Based on transformation above, the model we are going to fit is:

\[ log(suicide \space per \space 100k) = \beta_0 + \beta_1year + \beta_2sex + \beta_3 age + \beta_4 age*sex + \beta_5 gdp \space per \space capita\]
Estimate Std. Error t value Pr(>|t|)
(Intercept) 20.4128030 1.6138338 12.648641 0.0000000
year -0.0096925 0.0008074 -12.004703 0.0000000
sexmale 1.0971519 0.0313288 35.020566 0.0000000
age25-34 0.0827020 0.0313288 2.639807 0.0083000
age35-54 0.2699173 0.0313288 8.615630 0.0000000
age5-14 -1.6251063 0.0313288 -51.872616 0.0000000
age55-74 0.3531358 0.0313288 11.271926 0.0000000
age75+ 0.4404010 0.0313288 14.057388 0.0000000
gdp_per_capita 0.0000067 0.0000004 18.529951 0.0000000
sexmale:age25-34 0.2767489 0.0443056 6.246365 0.0000000
sexmale:age35-54 0.2562206 0.0443056 5.783030 0.0000000
sexmale:age5-14 -0.8449252 0.0443056 -19.070394 0.0000000
sexmale:age55-74 0.1647189 0.0443056 3.717790 0.0002014
sexmale:age75+ 0.2615484 0.0443056 5.903282 0.0000000


Based on the summary, we can see that all our main effects and the interaction term are statistically significant. This indicates that there indeed are group differences by age, gender, and GDP per capita. As we proposed, sex can have different suicide trends regarding to different age groups.
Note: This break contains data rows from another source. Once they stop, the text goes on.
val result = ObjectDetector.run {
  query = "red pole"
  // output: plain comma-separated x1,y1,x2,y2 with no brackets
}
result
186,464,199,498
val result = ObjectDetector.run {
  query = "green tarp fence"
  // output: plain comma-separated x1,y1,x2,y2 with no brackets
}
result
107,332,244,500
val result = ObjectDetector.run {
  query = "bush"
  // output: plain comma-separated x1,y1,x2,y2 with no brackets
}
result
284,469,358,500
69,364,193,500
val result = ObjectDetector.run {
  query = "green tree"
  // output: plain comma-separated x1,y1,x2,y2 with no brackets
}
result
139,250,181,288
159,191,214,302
The F-statistics is 2221.3144029. It’s obvious that the model is statistically significant under any reasonable critical value. It also has a \(R^2\) value of 0.5108901, which indicated chosen variables together are able to explain \(51.09\%\) of observed variation.

To ensure accuracy, we also examined the assumptions of our model. The Residuals vs Fitted and Scale-Location value plot show that the model is nearly homostaticity. Normality assumption is examined by the Q-Q plot, which is satisfied. Lastly, the Residuals vs Leverage plot indicates that although there are about 3 potential outliers in our dataset, none of them is close enough to the contour of cook’s distance to be considered as influential observations.
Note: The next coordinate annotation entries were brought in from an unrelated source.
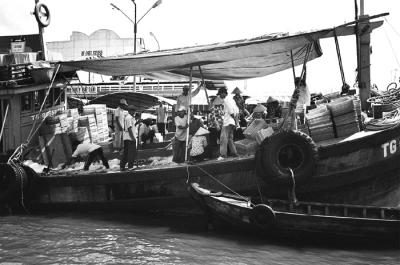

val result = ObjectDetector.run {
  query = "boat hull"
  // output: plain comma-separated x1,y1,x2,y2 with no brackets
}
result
189,183,400,242
2,124,400,210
In addition, we fitted another model by adding country and population into previous model.

\[ log(suicide \space per \space 100k) = \beta_0 + \beta_1year + \beta_2sex + \beta_3 age + \beta_4 age*sex + \beta_5 gdp \space per \space capita + \beta_6 Country\]
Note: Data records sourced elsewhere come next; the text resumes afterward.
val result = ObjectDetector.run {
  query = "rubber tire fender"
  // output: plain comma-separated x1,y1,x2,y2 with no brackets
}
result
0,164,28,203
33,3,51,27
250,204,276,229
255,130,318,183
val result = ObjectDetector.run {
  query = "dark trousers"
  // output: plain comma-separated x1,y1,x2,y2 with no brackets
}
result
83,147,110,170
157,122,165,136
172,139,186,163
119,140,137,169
The anova result indicates that at least one of the countries and population variable is statistically significant. This means that a more micro studies such as national level suicide trend analysis can be a topic for future research questions.

## Analysis of Variance Table
## 
## Model 1: log_suicide ~ country + sex + age + gdp_per_capita + sex * age
## Model 2: log_suicide ~ year + sex * age + gdp_per_capita
##   Res.Df   RSS  Df Sum of Sq      F    Pr(>F)    
## 1  27548 16220                                   
## 2  27646 31272 -98    -15052 260.86 < 2.2e-16 ***
## ---
## Signif. codes:  0 '***' 0.001 '**' 0.01 '*' 0.05 '.' 0.1 ' ' 1

Conclusion

Our regression model indicates that all our main effects (i.e. age_group, sex, GDP per capita) and the interaction term between age_group and sex are statistically significant. This indicates that there indeed are group difference by age and gender. As we proposed, gender can have different impacts on amount of suicides regarding to different age groups. An interesting finding is that although there is no obvious trend between amount of suicides and GDP per capita based on the graph, the regression output shows that GDP per capita does have a statistically significant effect on amount of suicides.

Discussion

A strength of this study is that the study is a longitudinal study with a time spin of 30 years, which gives us more chance to explore the justifications and the trends behind the data. Meanwhile, there are many limitations that future researchers need to be aware of. First of all, there are only few variables that may be related to suicide rate. However, there are other factors or latent factors that may be reflected by suicide rate such as alcoholic use. Secondly, since we had done a global trend analysis, we need data from all over the world. However, this particular data set is lack of the suicide information from Asia(especially China and North Korea) and Africa. Lastly, the data is not individual-leveled which may intervene with our analysis for prediction purposes.